Le bruit d’eau cessa, la femme ne tarderait pas à sortir de la salle de bains. Eyre attendit que l’infirmier s’apprête à ouvrir une autre porte, jaillit de la chambre et tourna le coin. Personne en vue. Il se félicitait de sa manœuvre quand Mrs. Epples sortit d’une chambre située quelques mètres plus loin. Paul se figea, l’infirmière se mit à crier. Avant même qu’il ait pu réagir, elle se réfugia dans la chambre et claqua la porte. Derrière lui, Eyre entendit une exclamation, un bruit de pas précipités.

Il se mit à courir. Regardant par-dessus son épaule, il vit la créature simiesque plantée au coin du couloir : manifestement, l’homme avait renoncé à le poursuivre.

Une porte s’ouvrit devant Eyre, un jeune homme maigre aux cheveux ébouriffés qui s’apprêtait à sortir de sa chambre recula vers son lit, l’air effrayé, en voyant le fugitif. Sans dire un mot, Eyre entra dans la pièce, ouvrit le placard, y prit une paire de pantoufles et une veste. Dans le tiroir du bureau, il trouva un portefeuille, en tira un billet de dix dollars, un de cinq, quatre de un et de la monnaie.

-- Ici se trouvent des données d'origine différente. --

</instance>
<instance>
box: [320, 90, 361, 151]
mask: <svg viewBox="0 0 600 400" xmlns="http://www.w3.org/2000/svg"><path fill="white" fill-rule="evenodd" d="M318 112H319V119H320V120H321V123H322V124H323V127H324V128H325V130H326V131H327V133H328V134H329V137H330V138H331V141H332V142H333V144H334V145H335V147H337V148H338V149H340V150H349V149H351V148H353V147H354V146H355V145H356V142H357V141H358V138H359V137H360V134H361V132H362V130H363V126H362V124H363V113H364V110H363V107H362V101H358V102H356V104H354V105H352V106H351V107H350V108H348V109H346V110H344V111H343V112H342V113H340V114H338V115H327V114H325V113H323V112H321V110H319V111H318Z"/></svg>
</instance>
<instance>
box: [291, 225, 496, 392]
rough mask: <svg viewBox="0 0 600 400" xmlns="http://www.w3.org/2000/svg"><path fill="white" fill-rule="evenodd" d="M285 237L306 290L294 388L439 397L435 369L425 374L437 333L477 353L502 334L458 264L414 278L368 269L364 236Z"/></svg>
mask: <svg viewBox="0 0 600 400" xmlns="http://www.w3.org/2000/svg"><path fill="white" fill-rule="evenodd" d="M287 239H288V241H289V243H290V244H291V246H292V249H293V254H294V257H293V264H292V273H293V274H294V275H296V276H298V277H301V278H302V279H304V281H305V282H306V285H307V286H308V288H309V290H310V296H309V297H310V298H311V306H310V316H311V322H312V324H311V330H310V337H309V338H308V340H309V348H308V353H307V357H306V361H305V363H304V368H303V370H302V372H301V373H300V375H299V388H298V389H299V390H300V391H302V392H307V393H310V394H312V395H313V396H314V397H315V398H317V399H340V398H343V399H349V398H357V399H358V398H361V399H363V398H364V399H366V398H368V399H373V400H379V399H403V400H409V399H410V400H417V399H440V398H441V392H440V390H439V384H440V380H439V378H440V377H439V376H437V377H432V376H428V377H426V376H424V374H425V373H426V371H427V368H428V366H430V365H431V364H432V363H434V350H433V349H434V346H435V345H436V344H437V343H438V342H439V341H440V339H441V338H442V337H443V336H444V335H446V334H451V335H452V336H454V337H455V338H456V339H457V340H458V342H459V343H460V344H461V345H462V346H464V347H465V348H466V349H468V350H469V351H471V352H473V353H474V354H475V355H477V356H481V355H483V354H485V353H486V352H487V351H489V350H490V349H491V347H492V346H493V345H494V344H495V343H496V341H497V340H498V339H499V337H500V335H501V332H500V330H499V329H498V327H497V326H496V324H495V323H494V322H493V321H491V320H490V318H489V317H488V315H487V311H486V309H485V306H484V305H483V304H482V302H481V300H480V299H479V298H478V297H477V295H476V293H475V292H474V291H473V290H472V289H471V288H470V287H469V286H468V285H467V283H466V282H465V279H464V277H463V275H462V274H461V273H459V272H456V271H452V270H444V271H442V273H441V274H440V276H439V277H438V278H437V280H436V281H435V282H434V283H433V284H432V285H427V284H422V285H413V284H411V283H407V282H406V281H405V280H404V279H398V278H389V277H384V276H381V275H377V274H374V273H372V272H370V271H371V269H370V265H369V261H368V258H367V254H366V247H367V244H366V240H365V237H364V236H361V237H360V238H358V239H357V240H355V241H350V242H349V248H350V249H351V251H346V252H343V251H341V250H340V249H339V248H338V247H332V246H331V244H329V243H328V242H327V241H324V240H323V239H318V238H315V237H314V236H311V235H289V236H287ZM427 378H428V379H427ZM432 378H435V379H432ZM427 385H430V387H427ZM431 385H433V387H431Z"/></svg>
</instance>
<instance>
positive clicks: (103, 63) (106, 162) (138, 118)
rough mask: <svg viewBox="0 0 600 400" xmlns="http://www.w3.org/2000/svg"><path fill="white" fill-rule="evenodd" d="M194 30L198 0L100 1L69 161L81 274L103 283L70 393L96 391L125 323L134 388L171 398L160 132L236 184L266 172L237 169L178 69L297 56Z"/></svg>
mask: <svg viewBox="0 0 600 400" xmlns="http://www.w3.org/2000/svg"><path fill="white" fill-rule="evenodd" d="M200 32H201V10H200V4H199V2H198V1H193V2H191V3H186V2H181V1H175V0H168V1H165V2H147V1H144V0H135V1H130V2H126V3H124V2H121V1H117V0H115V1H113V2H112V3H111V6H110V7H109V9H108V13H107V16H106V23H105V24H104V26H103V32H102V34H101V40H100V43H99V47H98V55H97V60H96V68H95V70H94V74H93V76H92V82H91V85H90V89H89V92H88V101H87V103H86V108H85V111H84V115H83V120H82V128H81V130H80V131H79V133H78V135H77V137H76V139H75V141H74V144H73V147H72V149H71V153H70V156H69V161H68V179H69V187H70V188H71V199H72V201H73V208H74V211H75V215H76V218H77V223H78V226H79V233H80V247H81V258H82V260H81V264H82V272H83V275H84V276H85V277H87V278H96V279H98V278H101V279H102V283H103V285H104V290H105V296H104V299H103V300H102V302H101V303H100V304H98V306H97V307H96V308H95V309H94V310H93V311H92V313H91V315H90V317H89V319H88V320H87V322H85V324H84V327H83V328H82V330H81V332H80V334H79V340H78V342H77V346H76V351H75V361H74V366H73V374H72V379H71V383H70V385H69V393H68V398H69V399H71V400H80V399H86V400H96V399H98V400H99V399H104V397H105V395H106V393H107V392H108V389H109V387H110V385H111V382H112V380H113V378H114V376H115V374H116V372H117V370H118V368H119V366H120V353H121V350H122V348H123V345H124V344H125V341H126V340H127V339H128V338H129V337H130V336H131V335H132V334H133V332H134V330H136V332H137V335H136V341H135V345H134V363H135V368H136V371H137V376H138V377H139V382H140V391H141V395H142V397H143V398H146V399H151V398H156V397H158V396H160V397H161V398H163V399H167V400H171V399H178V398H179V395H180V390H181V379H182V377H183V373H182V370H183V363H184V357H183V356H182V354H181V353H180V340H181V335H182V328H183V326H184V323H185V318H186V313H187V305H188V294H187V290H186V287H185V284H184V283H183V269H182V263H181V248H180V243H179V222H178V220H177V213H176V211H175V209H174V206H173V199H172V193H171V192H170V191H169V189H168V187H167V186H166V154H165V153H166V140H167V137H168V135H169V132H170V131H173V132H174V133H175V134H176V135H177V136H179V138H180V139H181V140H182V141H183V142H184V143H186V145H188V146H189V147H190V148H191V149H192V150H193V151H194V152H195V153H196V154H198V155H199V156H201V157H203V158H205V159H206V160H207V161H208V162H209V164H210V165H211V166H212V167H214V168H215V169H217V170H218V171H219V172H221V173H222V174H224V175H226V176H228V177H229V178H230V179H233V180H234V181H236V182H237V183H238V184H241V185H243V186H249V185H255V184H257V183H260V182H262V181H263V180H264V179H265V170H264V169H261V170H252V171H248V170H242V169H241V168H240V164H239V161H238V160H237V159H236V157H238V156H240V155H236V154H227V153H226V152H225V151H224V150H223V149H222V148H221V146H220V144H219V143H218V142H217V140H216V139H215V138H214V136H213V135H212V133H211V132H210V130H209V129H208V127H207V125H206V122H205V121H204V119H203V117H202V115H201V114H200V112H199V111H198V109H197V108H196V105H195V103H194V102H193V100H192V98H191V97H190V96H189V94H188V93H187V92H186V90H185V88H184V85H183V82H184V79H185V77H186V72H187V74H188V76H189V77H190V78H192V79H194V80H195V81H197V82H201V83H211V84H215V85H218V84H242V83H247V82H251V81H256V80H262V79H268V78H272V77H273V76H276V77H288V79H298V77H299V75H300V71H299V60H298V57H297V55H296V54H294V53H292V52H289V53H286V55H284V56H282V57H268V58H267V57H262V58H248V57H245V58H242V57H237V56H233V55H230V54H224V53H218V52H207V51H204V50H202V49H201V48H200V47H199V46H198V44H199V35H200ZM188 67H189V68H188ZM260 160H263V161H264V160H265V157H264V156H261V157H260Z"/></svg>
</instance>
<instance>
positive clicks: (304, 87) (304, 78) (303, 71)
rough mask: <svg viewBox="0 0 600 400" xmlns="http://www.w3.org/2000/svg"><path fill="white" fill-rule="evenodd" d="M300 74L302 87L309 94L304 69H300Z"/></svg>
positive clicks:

— Je vous rembourserai plus tard, promit-il au jeune homme qui tremblait et claquait des dents.

Eyre sortit de la chambre au moment précis où Mrs. Epples et l’infirmier simiesque tournaient le coin du couloir. Ils s’immobilisèrent, le regardèrent et s’enfuirent.

Ils avaient peur de lui, c’était patent, mais ils devaient être partis chercher du renfort. Si les autres ont autant la trouille que ces deux-là, ils ne sont pas près de m’arrêter, se dit Paul. A moins qu’ils ne me canardent de loin.

Deux minutes plus tard, il sortait de l’Adler Sanitarium et il ne restait plus qu’un garde d’une soixantaine d’années pour s’interposer entre la liberté et lui.

— Ne tirez pas ! cria Mrs. Epples du perron. Laissez-le passer, la police s’occupera de lui !

L’homme s’écarta. Ils vont prévenir la police ? se demanda Paul, interloqué. C’était lui qu’ils avaient retenu prisonnier et essayé de tuer. Avaient-il une raison valable de le garder en captivité ? Était-il porteur d’une maladie effroyable ? Avait-il été contaminé par la substance jaune ? Cette pensée le glaça. S’il était contagieux, pourquoi ne lui avait-on rien dit ? Il se serait montré coopératif.

Il y avait sur le parking une trentaine de voitures dont plusieurs n’étaient pas fermées à clef mais sur aucune on n’avait laissé la clef de contact. Estimant qu’il n’avait pas le temps d’en faire démarrer une en bricolant l’allumage, il marcha en direction de la route. Dès qu’il se jugea hors de vue, il tourna à droite, pénétra dans les bois. L’Illinois était distant de deux kilomètres, il lui suffisait de l’atteindre puis de remonter la rive sur huit cents mètres pour trouver un refuge.